Two nights before his appointment, I tried figuring out what to expect for the first visit to the pediatric neurologist. I couldn’t find information on my specific practice, but on forums many moms mentioned several forms, discussing milestones, child play time with the doctor, and an exam.
I wish I hadn’t thrown out the paper I had written down L’s milestone accomplishments and illnesses on for his first Early Intervention visit. I had a hard time rewriting that list.
Because the neurologist’s office was early in the morning and about 45 minutes away, G went to my in-laws for an overnight visit. I went back and forth on the necessity of this, especially because the boys had spent a weekend with them just two days prior, but in the end I think it worked out well. L and I had most of the day to ourselves and no distractions (his brother) meant I could focus on only him. He was trying to say more. I heard a few more words, not just sounds. By the end of the day I think I heard him say 10 words, the number that the pediatrician and physical therapist ideally wanted him to be able to say at 18 months.
We were early for our appointment, but were taken back quickly so a nurse could get L’s vitals and ask Mr Boots and I a few basic questions: Why are you here? Who is the pediatrician? How long has this been going on? We did have to wait a while for the neurologist. L spent a lot of that time waving to the other patients and flirting with the ladies at the reception desk.

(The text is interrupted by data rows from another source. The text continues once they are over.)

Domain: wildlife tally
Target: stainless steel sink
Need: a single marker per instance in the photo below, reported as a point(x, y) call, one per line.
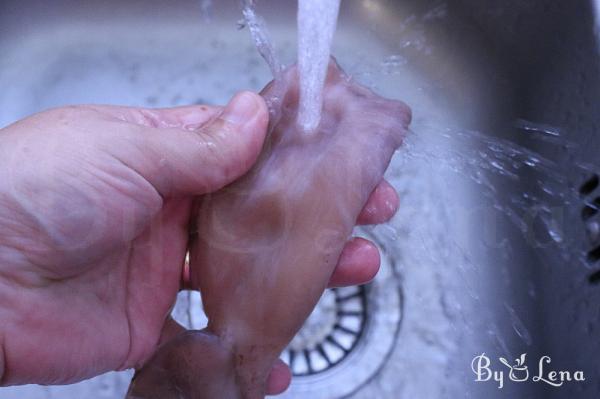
point(459, 278)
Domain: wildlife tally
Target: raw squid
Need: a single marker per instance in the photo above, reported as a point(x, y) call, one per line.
point(268, 243)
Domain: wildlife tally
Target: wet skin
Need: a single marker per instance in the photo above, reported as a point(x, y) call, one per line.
point(267, 245)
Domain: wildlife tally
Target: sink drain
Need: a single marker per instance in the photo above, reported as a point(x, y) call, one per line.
point(347, 339)
point(331, 332)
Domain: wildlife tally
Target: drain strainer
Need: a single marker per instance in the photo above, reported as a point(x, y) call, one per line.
point(342, 345)
point(331, 332)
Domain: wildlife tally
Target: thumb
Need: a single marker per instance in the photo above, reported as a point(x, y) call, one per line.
point(179, 161)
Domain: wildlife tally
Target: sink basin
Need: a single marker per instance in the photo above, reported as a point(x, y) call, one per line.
point(464, 272)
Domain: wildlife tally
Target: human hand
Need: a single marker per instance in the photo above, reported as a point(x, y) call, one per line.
point(95, 205)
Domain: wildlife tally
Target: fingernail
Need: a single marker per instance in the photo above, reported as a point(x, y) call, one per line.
point(241, 108)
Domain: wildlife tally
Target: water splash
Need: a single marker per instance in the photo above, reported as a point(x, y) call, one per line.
point(317, 20)
point(261, 37)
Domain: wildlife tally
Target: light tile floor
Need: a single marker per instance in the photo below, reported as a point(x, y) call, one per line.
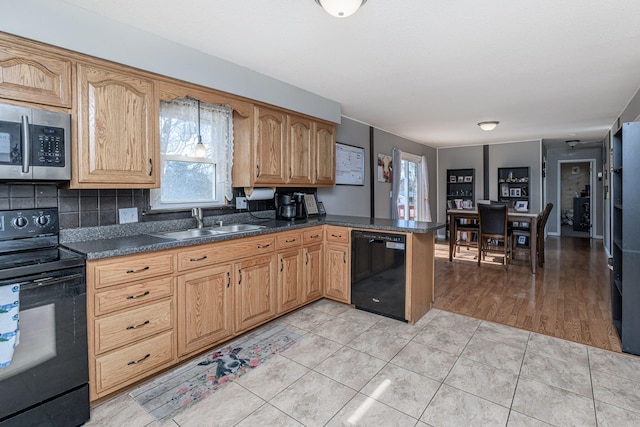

I was a little surprised when a student doctor came in to do L’s initial assessment. He asked a few questions, but by now L was through with the neurologist office and wanted to leave. It was hard getting anyone to listen to what I had to say while L tried escaping or protested when we had to take off his shirt and shoes.
The neurologist came in and spent about 10 minutes with us. She asked if we understood why we were in her office and before I could answer, Mr Boots said, “I don’t know. It’s what the pediatrician wanted.” The doctor took that and ran with it, telling the student to type “Parents don’t understand why they are here” in L’s chart. I was livid. Mr Boots and I really haven’t agreed on what to do with L and he didn’t really agree with the neurologist visit, but I felt he could have at least let me answer that question myself. I did my best to get the point across that I understood and I was concerned with L’s language and slight developmental delays.
The neurologist thought L looked great. She wasn’t concerned with his vocabulary because he was within range and he’s a boy — boys can take longer than girls to start speaking. She recommended lab work to determine an underlying reason for his low muscle tone and that L go to physical therapy weekly. She said that she wanted L back for a follow up in January.
There weren’t any extensive health history forms. There wasn’t much playing either. We spent about 15 minutes with the student doctor and neurologist combined as we tried our best to tell them L’s story as he protested and they hung back to watch him walk around and play with their medical instruments.
We decided to get the blood work done when we got back to town since G wasn’t with us and Mr Boots was around to help me entertain L, who was tired and hungry but wouldn’t really eat. We had a long wait here because the nurses had a question about one of the labs the doctor had written in on the request form. They had called the neurologist’s office for clarification but hadn’t received an answer. After a Google search they felt pretty confident they figured it out themselves, but told us if they heard back from the doctor and they were mistaken they’d call us to come in for another draw. Luckily we never received a call from them.
L had a great time flirting with the elderly patients as we waited. The only meltdowns he had were when Mr Boots left the room to use the restroom and when one nice lady kindly declined drinking from his sippy cup. He received many “ahh’s” and “what a cutie!” for both.
When it was his turn, L proved, once again, that he’s a champ at getting his blood drawn. Sure he cried, but he didn’t squirm or make it too hard on the nurses.
We are still waiting to hear back about his lab results. I’ve emailed and called, but haven’t received a response from our point of contact at the neurologist’s office. I remember being told that the pathology test of our first pregnancy could take about a month, so I’m hoping that the lack of communication stems from the genetic screening taking longer than the others. If everything comes back negative then hopefully I can start letting go of this feeling that something is wrong and start believing what everyone else is telling me: L is doing things on his own terms and timeline.